Und private Lieblingsorte in Hamburg? Wo gehst du am liebsten zum Essen hin? Wo triffst du dich am liebsten mit Freundinnen/Freunden?

Mein absoluter Lieblingsort ist aber unser Zuhause in der HafenCity, mit unseren drei Katzen, meinem Sohn und meinem Mann. Hier habe ich mein kleines Atelier, in das ich mich zurückziehen kann und ich kann hier alles in meinen Bildern rauslassen, was mich im Leben so inspiriert. Ich gehe gerne Tapas essen, es gibt dafür zwei Top Adressen: Das Claudios im Karoviertel und Le Golden Eagle in der Neustadt. Wenn es mal schicker sein soll, gehe ich mit meinem Mann ins Coast. Das ist vom Feinsten, auch von der Aussicht her. Bei uns hat ein tolles Sushi-Restaurant aufgemacht, das Sencha Sushi. Jedes Mal wenn ich dran vorbeilaufe, bekomme ich Hunger. Darum waren wir selbstverständlich auch schon einige Male dort. Ich liebe es allgemein Essen zu gehen, ich bin ein absoluter Genussmensch. Ich gehe auch gerne in die Schanze, ich mag es überall, wo es schön bunt ist.

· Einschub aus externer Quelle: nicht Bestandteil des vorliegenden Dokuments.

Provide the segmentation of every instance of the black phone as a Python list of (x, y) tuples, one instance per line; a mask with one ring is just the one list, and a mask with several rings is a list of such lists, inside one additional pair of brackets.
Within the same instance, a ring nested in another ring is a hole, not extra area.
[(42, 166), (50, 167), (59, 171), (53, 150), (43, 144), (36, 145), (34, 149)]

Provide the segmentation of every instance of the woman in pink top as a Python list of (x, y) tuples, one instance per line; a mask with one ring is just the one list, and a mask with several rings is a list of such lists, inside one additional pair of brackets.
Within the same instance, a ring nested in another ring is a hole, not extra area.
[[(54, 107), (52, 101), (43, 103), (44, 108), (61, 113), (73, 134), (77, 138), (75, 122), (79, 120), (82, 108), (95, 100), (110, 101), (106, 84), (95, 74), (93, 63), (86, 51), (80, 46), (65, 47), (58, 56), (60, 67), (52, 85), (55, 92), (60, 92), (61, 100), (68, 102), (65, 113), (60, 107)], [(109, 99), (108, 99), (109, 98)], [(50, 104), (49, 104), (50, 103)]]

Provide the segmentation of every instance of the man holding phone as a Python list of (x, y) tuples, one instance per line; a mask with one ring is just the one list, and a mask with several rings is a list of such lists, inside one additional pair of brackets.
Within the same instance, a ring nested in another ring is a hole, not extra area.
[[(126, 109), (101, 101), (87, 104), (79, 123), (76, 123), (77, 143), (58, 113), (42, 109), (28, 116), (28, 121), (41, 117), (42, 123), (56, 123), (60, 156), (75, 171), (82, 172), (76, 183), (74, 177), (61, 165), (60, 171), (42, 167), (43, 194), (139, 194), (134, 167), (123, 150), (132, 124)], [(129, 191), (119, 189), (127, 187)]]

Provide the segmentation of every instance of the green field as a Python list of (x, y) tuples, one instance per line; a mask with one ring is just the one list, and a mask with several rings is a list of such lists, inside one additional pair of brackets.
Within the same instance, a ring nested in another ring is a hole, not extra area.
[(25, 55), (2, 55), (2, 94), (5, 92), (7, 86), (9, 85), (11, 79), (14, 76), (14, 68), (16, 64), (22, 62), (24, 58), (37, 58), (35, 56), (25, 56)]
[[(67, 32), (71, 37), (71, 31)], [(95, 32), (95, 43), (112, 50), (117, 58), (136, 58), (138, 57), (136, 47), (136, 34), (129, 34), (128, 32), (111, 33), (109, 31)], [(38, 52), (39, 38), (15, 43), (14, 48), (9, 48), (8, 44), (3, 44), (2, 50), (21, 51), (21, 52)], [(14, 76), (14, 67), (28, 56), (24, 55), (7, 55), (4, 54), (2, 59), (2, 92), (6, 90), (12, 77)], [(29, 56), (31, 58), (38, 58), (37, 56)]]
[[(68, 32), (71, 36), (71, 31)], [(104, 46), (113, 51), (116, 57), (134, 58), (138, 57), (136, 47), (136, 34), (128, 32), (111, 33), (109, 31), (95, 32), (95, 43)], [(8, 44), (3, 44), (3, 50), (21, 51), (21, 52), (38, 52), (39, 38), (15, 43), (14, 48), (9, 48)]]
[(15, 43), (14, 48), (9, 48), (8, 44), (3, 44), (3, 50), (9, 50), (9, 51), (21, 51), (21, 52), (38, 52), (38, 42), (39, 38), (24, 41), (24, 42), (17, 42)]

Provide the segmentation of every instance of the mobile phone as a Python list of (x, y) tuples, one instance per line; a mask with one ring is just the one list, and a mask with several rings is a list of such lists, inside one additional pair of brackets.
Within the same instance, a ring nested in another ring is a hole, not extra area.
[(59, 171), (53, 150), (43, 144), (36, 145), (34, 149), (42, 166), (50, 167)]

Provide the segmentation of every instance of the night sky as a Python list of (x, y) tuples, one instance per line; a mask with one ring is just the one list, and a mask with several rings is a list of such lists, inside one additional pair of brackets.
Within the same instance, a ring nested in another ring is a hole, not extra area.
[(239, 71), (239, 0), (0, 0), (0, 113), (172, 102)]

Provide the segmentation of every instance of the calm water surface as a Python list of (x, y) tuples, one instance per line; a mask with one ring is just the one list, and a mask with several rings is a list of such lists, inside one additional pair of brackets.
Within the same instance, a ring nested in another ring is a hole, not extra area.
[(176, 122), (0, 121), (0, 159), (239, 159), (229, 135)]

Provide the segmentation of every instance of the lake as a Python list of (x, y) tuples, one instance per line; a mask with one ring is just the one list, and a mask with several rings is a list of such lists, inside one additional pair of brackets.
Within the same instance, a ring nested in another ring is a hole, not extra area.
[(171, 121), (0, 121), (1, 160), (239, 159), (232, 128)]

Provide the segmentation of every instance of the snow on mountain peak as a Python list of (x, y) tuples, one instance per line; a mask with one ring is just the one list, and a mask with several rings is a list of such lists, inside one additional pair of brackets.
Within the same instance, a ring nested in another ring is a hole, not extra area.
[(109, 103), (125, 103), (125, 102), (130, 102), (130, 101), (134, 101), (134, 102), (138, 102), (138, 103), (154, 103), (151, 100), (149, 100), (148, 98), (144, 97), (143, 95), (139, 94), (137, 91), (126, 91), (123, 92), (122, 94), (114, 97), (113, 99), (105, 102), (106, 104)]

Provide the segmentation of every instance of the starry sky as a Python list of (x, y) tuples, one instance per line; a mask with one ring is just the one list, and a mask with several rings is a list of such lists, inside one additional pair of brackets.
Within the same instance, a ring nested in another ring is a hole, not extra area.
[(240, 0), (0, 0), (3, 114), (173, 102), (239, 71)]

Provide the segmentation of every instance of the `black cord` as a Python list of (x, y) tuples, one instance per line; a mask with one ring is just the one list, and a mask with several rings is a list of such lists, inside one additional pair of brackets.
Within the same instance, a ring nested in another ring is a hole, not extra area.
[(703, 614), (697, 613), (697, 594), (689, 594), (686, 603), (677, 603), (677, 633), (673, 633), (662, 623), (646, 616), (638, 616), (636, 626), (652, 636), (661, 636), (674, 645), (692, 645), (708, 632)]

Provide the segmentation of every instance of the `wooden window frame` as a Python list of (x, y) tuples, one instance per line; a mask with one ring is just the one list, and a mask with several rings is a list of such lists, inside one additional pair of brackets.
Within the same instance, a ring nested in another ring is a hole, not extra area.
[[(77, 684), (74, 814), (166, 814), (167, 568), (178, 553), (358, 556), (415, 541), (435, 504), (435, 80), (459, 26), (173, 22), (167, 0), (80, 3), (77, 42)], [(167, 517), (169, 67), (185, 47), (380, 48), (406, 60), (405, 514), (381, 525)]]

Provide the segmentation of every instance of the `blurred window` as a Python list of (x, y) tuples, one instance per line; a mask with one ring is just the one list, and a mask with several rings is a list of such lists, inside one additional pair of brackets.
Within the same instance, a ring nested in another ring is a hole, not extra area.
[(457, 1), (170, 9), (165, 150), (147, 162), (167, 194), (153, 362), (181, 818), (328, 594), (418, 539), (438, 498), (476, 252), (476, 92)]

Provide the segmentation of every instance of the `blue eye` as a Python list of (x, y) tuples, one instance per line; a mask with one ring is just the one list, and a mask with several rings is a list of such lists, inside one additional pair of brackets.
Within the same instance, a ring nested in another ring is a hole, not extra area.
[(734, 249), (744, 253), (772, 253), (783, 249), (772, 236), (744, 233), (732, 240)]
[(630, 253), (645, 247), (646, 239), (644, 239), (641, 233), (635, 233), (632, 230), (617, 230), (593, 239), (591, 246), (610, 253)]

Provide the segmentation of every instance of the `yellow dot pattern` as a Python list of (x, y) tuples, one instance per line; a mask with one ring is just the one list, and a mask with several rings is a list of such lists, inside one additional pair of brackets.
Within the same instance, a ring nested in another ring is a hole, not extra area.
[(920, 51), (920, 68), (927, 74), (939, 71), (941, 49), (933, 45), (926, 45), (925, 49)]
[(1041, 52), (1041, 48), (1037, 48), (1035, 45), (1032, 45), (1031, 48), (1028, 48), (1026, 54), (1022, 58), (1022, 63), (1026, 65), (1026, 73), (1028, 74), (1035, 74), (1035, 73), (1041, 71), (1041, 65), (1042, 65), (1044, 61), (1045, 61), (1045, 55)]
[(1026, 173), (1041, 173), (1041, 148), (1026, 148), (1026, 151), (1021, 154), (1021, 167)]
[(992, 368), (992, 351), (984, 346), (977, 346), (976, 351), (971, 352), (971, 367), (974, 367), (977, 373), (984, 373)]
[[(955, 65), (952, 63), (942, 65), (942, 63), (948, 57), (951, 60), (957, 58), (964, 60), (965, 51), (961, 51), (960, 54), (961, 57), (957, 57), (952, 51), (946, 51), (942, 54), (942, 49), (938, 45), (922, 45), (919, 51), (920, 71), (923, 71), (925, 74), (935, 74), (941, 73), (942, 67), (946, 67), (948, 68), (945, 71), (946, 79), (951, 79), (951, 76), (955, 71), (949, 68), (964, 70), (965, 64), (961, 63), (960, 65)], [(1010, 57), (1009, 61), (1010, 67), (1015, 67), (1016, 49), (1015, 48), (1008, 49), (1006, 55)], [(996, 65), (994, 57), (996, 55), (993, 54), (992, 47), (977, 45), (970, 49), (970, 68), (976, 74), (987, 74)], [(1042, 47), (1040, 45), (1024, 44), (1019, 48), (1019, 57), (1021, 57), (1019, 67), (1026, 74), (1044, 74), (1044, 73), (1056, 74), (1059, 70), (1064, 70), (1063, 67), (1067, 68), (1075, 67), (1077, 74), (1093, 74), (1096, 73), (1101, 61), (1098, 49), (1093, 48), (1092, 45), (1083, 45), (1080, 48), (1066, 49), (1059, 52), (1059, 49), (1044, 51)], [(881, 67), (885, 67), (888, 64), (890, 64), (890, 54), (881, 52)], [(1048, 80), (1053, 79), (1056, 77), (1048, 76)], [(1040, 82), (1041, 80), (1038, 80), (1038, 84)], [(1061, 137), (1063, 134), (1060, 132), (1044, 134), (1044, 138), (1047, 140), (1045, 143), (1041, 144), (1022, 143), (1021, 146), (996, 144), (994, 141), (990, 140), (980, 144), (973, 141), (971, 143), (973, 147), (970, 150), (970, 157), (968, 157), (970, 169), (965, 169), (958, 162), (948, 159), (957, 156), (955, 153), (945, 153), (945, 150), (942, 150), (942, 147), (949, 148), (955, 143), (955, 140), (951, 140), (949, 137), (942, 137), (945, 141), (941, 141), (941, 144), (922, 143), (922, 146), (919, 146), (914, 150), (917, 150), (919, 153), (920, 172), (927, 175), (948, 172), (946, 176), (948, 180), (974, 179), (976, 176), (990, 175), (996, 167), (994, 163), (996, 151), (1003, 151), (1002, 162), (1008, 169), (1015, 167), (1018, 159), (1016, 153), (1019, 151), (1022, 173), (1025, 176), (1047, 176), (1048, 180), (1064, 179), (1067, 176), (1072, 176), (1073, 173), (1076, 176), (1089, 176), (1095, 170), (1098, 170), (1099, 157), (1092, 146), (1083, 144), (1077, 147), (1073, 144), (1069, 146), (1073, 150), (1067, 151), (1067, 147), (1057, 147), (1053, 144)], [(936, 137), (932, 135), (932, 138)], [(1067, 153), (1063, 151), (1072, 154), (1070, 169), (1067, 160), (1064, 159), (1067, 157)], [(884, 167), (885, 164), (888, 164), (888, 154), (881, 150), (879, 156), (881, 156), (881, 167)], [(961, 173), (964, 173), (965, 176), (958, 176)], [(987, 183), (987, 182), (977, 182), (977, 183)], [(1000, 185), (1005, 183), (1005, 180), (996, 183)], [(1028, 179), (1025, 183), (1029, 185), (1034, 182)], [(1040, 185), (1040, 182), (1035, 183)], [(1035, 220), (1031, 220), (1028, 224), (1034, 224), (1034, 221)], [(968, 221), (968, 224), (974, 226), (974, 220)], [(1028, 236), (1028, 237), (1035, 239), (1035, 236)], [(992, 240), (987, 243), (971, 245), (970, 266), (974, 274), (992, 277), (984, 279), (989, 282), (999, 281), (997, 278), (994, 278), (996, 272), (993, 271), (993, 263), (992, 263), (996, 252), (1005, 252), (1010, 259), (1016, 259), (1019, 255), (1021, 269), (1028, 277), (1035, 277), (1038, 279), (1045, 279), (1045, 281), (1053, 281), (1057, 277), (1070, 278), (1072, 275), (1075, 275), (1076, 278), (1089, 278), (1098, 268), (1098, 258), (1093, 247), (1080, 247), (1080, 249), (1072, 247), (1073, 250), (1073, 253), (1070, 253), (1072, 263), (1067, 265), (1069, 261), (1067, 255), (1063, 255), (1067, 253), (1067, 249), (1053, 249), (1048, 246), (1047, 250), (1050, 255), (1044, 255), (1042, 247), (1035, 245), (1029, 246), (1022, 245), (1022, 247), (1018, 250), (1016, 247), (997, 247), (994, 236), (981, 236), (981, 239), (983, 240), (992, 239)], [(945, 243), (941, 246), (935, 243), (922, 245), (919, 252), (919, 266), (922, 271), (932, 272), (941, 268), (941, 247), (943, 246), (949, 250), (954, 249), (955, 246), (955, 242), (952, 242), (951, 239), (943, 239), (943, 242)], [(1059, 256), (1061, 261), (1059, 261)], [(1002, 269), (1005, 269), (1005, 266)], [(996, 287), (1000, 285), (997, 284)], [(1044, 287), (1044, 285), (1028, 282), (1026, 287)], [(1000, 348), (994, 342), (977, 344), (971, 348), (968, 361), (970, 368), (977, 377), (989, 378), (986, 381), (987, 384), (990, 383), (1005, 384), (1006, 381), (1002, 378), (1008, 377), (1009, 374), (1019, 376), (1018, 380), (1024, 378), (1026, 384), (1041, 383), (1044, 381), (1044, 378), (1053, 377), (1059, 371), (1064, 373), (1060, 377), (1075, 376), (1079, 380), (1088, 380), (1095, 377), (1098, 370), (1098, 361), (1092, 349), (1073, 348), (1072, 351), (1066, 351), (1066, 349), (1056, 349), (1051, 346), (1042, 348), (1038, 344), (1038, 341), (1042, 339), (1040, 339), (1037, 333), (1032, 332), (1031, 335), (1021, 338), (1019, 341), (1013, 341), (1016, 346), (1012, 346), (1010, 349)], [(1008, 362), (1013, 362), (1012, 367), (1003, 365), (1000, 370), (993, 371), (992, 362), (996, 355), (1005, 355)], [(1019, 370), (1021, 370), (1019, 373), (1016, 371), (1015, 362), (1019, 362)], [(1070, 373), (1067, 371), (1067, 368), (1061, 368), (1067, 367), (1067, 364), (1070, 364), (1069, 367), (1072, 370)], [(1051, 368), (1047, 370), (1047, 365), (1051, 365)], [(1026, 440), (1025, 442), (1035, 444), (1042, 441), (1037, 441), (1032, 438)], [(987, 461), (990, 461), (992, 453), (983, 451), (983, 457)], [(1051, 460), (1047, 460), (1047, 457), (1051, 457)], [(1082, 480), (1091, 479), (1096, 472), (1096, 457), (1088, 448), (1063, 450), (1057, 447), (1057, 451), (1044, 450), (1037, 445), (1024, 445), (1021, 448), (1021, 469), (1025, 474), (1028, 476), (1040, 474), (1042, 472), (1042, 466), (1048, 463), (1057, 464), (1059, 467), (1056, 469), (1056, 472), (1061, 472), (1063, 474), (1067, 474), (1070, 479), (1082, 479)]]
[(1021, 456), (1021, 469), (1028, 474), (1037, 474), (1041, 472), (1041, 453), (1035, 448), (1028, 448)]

Du scheinst dich rundum in Hamburg wohlzufühlen und auch als Künstlerin in der Hansestadt bestens aufgehoben zu sein. Dann lassen wir uns mal überraschen was wir in Zukunft noch alles von dir hören und sehen werden. Besten Dank für das Gespräch und weiterhin viel Erfolg, Claudia!

Über Claudia Tejeda

Claudia Tejeda, 1981 in Hamburg geboren, studierte in der Zeit von 2005 bis 2008 Bildkunst Akademie Kommunikationsdesign mit Schwerpunkt Illustration. Seit 2011 nahm sie an diversen internationalen Gruppenausstellungen teil, präsentierte ihre Werke aber auch schon in Solo-Ausstellungen. War von 2012 bis 2023 Mitglied im GEDOK Kunstverein in Hamburg. In den Jahren 2013 und 2014 war sie als Illustrations-Designerin beim Junior Medien Verlag tätig und gab im selbe Zeitraum Kunstkurse für Schüler an Hamburger Grundschulen. 2016 war Tejeda als Kuratorin einer Ausstellung in New York mit 10 Hamburger Künstlerinnen engagiert. Von 2017 bis 2019 hatte sie eine Kooperation mit dem holländischen Fashion-Label Ekskwizit, die Kunst auf Mode basierend produzieren. Seit 2020 ist sie als Künstlerin Mitglied der Künstlergruppe EWIG und ebenso deren Kuratorin.